Front and back views of a recommended corset, April 1914.

“The waistline no longer exists… You obviously can’t have the new straight lines with a curve at the waist and hips.” I was surprised to read this in an article from 1914. It seems to prefigure (no pun intended) the fashion ideal of the nineteen twenties.

“The silhouette that the corset makers and manufacturers are working on for 1914, and which is the basis for all the present styles, is the straight figure, with small hips, large waist, and no bust. ” [This is 1914, but it could be 1920-something!]

First paragraph of Eleanor Chalmer’s corset advice.”The face alone, no matter how pretty, counts for nothing unless the body is as straight and yielding as a very young girl.” Delineator, April 1914.

“If a woman clings affectionately to the high bust, the small drawn-in waist and the big hips of a few years ago, she is going to look not only old-fashioned, but old. The corset of former years gave a woman a mature, well-developed, matronly figure. The corset of to-day makes her look like a very young girl.”

American Lady Corset ad from April 1914. It seems to meet the large waist requirement, but young?

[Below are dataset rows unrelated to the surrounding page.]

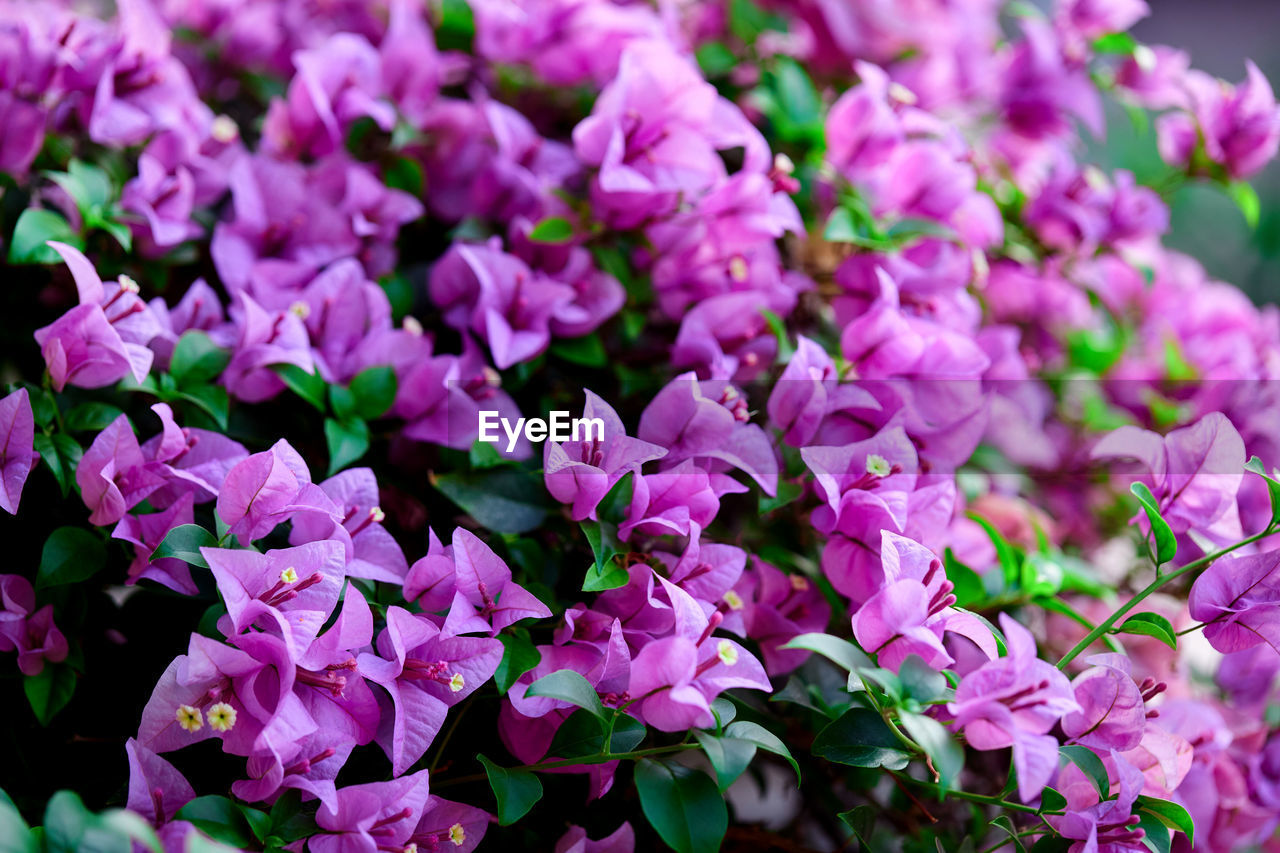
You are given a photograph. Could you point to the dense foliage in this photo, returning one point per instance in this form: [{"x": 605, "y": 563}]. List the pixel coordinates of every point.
[{"x": 931, "y": 501}]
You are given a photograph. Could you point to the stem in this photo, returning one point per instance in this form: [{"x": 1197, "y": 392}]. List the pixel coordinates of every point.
[
  {"x": 603, "y": 758},
  {"x": 973, "y": 798},
  {"x": 1152, "y": 587}
]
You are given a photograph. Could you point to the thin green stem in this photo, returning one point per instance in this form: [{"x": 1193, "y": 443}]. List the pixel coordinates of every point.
[
  {"x": 984, "y": 799},
  {"x": 603, "y": 758},
  {"x": 1106, "y": 625}
]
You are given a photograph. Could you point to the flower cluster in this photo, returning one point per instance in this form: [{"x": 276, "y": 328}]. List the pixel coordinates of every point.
[{"x": 910, "y": 450}]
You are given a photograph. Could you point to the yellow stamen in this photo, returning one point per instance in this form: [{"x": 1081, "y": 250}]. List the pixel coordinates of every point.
[
  {"x": 222, "y": 717},
  {"x": 726, "y": 652},
  {"x": 190, "y": 717}
]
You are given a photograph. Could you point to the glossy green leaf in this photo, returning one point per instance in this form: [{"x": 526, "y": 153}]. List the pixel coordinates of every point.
[
  {"x": 1151, "y": 625},
  {"x": 516, "y": 790},
  {"x": 50, "y": 690},
  {"x": 860, "y": 738},
  {"x": 568, "y": 687},
  {"x": 71, "y": 555},
  {"x": 1166, "y": 546},
  {"x": 682, "y": 804},
  {"x": 184, "y": 543}
]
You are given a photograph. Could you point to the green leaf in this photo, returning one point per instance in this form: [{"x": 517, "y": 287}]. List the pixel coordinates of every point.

Compare two corsets from the same manufacturer, 1910 and 1914. Ads from Delineator.

“If necessary, you can wear a brassiere with it.”

Since the ideal was now a small, low bust, this brassiere for a full-breasted woman confined her breasts rather than supporting them.

Ad for a De Bevoise brassiere, June 1914.

Of course, what fashion writers tell readers they are looking at, and what we actually see, are not always the same thing.

Thomson’s corset ad, February 1914. Her hips are bizarrely long and thin.

Ms. Chalmers and the corset makers are selling the idea of a slender, girlish hip. But for other fashion writers in the same year, this was the headline :

“New Skirt Models That Widen the Figure at the Hip.” Delineator, March 1914.

These skirt patterns were shown in the same issue as the corset advice article which emphasized the importance of slender hips. Delineator, April 1914, p 26.

It hardly seems worth the trouble of wearing a corset under those skirts. “Saddlebag thighs?” Very chic!

However, the waist was definitely getting thicker — and higher. Hard to believe, but the following six outfits are all for girls 14 to 19 years old.

Patterns for teens 14 to 19. Delineator, April 1914, p. 37. [These skirts are wide at the hip and very narrow at the ankle.]

The 1914 ideal of a slender, girlish figure does not look as we might expect.

More patterns for teens 14 to 19 years old. April 1914. Tiny waists are out of style. Wide hips seem to be in… regardless of that corset article in the same magazine.

Even though I’ve written about the Tubular Twenties, I was looking for the arrival of the dropped waist; I missed the arrival of the thick waist. Maybe I should have been asking, “When did the waist disappear?” It looks like the answer is earlier than I realized. In 1914, the new style was usually high-waisted, but look at the girl at far left, above. Her waist is almost Twenties….

Skirts began to rise during World War I, but the wide hips and thick waists of the pre-war era continued into 1920:

Butterick fashions for May, 1920. Delineator, p. 151. The wide, loose sash actually adds bulk to the waist.

Maybe the thickening waist is how we got from this …

Butterick patterns 3828 and 3789, May 1910

… to this …

Butterick patterns for March 1914 show a thick-waisted, wide-hipped silhouette.

… to this:

Butterick patterns for January 1924. The line is long and narrow; there is no hint that women have waists.

In 1925, another Delineator writer suggested that women had let their figures go during these years of bulky fashions. “A Few Years Ago Women Took Off Corsets . . . and Let Their Figures Go.” — Evelyn Dodge, Delineator, July 1925.